А у меня будто отняли голос, и я не могу выдавить из себя ни слова.
Он протягивает мне контейнер с салатом. Я ставлю его себе на колени – и в этот момент меня накрывает: мне страшно. Я ведь готов сделать для него всё, что угодно. Это как... У меня просто нет выбора. Я никогда не был глупым парнем, но рядом с ним у меня напрочь отключается инстинкт самосохранения.
Когда я снова поднимаю глаза, он лежит на спине с руками за головой и с закрытыми глазами.
- Знаешь, я ведь встречался кое с кем, - я вижу, как его грудь поднимается на глубоком вдохе… потом опускается. - С кем-то, кто мне, наверное, может даже и нравился.
Он прикрывает глаза мускулистой рукой — так он делает, когда не может выносить моего взгляда.
- Сегодня вечером я всё оборвал. Чтобы быть с тобой чуть меньше трех месяцев. И знаешь, что самое паршивое?
- Нет.
Он убирает руку, чтобы смотреть прямо на меня.
- Я не жалею об этом. И если бы я мог каждый день подчищать записи с камер, я бы заставил тебя носить эту пробку на работе каждый день.
Он говорит о том, что хотел бы держать меня в своей власти каждый день. Потому что он хочет, чтобы я чувствовал то, что чувствует он сам. А он чувствует себя беспомощным. Будто у него тоже нет выбора.

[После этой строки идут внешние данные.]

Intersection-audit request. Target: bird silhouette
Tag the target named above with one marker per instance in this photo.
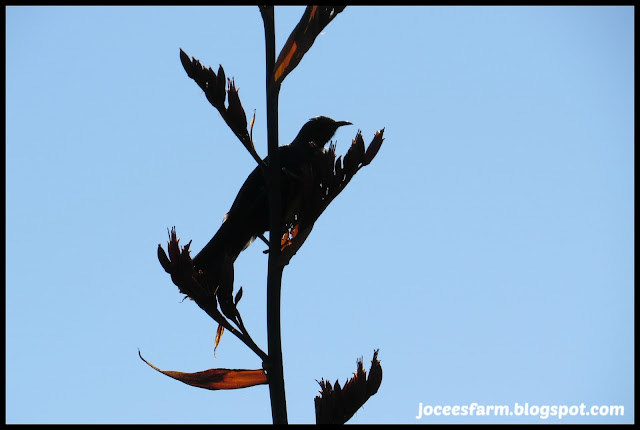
(249, 213)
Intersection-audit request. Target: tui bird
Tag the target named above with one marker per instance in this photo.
(249, 213)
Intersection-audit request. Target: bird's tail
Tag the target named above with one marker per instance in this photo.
(216, 260)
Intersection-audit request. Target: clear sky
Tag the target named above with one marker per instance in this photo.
(487, 251)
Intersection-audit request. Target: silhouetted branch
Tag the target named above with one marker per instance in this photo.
(274, 275)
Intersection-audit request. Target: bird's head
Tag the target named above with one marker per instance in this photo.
(319, 130)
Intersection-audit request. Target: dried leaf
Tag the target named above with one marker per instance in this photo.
(313, 21)
(338, 405)
(237, 119)
(217, 379)
(164, 260)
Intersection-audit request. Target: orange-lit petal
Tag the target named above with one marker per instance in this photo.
(217, 379)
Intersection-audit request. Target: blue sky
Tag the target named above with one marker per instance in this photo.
(487, 251)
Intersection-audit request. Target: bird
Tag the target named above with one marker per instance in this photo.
(248, 216)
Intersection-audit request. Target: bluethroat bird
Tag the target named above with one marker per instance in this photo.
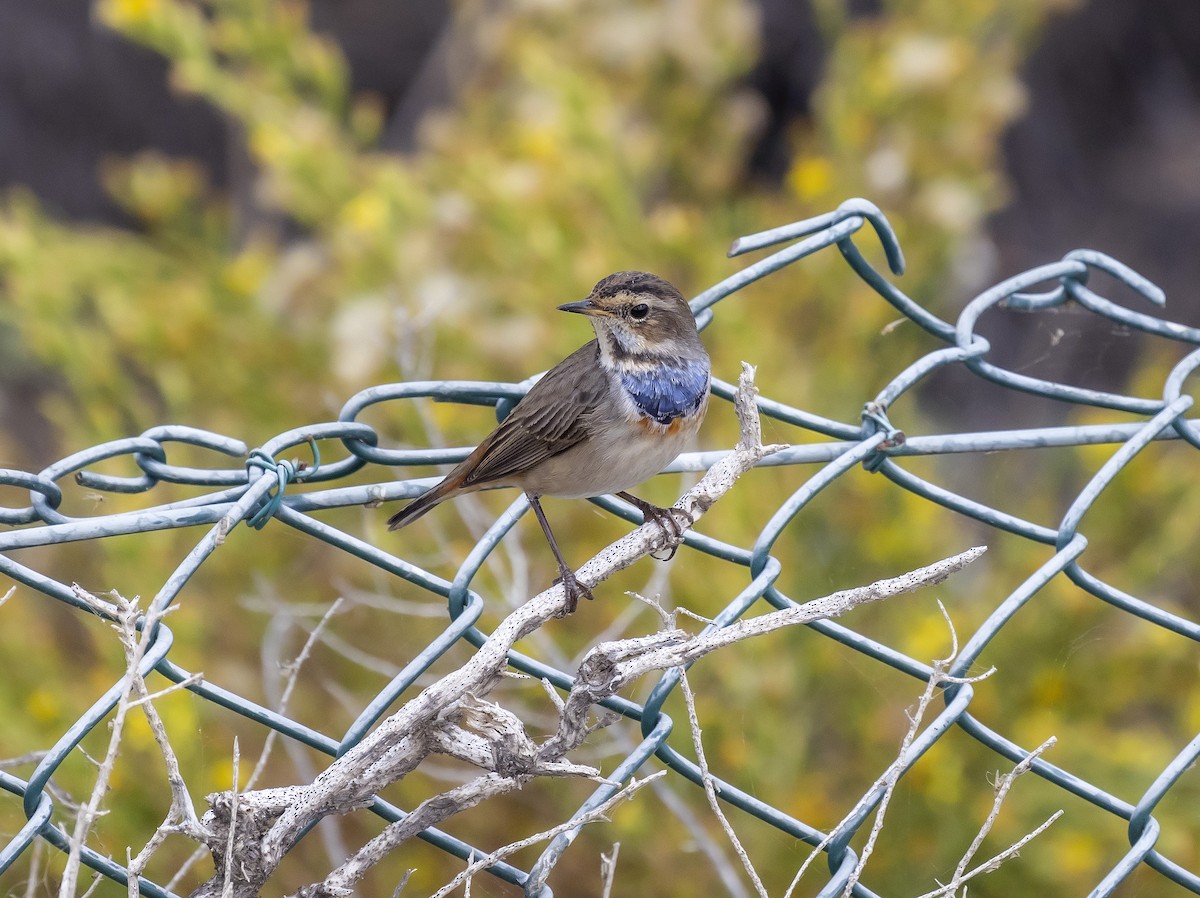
(604, 419)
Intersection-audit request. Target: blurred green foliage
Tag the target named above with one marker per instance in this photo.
(585, 137)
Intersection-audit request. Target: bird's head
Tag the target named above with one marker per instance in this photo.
(637, 316)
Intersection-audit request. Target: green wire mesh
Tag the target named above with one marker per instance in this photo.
(258, 491)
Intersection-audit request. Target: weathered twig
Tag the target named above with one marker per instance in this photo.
(275, 818)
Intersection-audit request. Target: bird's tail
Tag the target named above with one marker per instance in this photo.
(424, 502)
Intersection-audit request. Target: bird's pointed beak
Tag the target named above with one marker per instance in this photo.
(586, 306)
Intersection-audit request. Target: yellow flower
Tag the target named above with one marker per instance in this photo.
(810, 178)
(129, 12)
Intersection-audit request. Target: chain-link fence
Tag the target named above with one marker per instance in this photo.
(267, 488)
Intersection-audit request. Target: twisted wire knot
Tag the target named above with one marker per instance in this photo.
(875, 420)
(285, 471)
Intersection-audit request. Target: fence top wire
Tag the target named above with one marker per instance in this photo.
(259, 485)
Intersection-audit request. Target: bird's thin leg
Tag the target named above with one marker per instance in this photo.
(573, 587)
(672, 528)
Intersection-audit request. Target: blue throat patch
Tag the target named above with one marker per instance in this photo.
(669, 391)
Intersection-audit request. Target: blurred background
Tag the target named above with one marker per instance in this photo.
(237, 214)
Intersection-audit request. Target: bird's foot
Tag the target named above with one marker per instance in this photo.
(672, 521)
(574, 591)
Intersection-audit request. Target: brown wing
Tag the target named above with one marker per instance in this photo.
(550, 419)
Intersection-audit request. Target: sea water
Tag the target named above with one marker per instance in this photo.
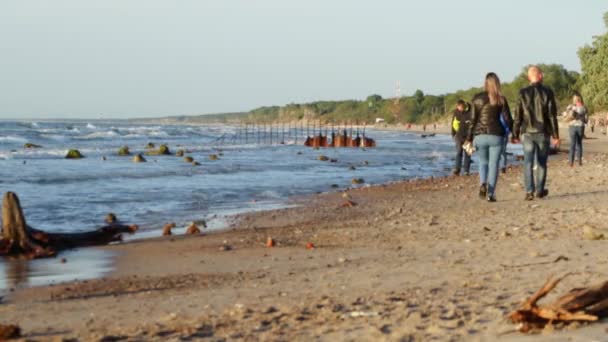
(61, 195)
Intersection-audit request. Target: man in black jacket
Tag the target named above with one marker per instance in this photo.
(536, 122)
(461, 120)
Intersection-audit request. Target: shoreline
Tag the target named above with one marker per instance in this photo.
(419, 259)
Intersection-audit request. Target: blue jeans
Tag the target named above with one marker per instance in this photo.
(536, 148)
(503, 153)
(576, 143)
(489, 149)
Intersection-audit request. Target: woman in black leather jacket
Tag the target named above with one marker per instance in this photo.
(491, 123)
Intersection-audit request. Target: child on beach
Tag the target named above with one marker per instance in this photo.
(576, 117)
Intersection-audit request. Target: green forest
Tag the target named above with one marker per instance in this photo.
(419, 107)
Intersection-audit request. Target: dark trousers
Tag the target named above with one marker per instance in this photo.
(576, 143)
(460, 155)
(536, 154)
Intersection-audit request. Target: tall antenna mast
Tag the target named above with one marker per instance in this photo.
(397, 92)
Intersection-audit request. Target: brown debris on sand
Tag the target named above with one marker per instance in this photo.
(167, 229)
(9, 332)
(20, 240)
(578, 305)
(193, 229)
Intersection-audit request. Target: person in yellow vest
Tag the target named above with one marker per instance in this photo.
(461, 121)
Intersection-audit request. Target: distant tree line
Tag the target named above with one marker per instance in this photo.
(424, 108)
(417, 108)
(594, 78)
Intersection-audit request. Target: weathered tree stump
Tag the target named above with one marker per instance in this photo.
(20, 240)
(578, 305)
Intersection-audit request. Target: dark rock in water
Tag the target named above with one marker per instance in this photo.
(124, 151)
(193, 229)
(73, 154)
(167, 229)
(111, 218)
(139, 159)
(162, 150)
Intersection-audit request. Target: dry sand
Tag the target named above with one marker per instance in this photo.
(413, 261)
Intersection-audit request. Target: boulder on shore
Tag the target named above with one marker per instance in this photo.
(111, 218)
(73, 154)
(139, 158)
(162, 150)
(124, 151)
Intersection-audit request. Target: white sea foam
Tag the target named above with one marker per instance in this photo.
(11, 138)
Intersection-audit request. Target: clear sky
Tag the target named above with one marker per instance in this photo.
(134, 58)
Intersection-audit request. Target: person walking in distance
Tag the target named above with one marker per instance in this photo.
(576, 117)
(461, 121)
(535, 125)
(488, 132)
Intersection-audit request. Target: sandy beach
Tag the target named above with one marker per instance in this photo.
(412, 261)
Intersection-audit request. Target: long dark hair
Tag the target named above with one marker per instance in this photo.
(492, 86)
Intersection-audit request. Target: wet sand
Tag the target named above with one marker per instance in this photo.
(412, 261)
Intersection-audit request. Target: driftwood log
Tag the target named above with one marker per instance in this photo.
(578, 305)
(20, 240)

Он чувствует то же, что и я.
В его глазах – злое пламя. Челюсть напряжена. Словно это вызывает в нём глухое раздражение или обиду.
- Хочешь, бля, чтобы я извинился? — спрашиваю я и чувствую, как пульс начинает шуметь в ушах, пока его взгляд не отпускает мой. – Знаешь что? А я был бы и рад это сделать. И рад был бы понять, почему это дерьмо между нами продолжается и продолжается. Особенно, если ты не хочешь этого.
И ведь он и правда не хочет. Как он может хотеть? Он же только что, блядь, практически сказал, что я ломаю его жизнь. Во мне вскипает сомнение, за ним накатывает колкое раздражение от того, что моё эго опять вытирают об пол.
- Может, мне всё-таки стоит уехать.
Он снова накрывает лицо рукой, и долгое время стоит тишина. Потом он отводит руку.
- Да, уезжай, — говорит он. — Завтра же.
- Почему? Потому что тебе страшно?
- Да, именно так. Потому что я очень напуган, Вэнс.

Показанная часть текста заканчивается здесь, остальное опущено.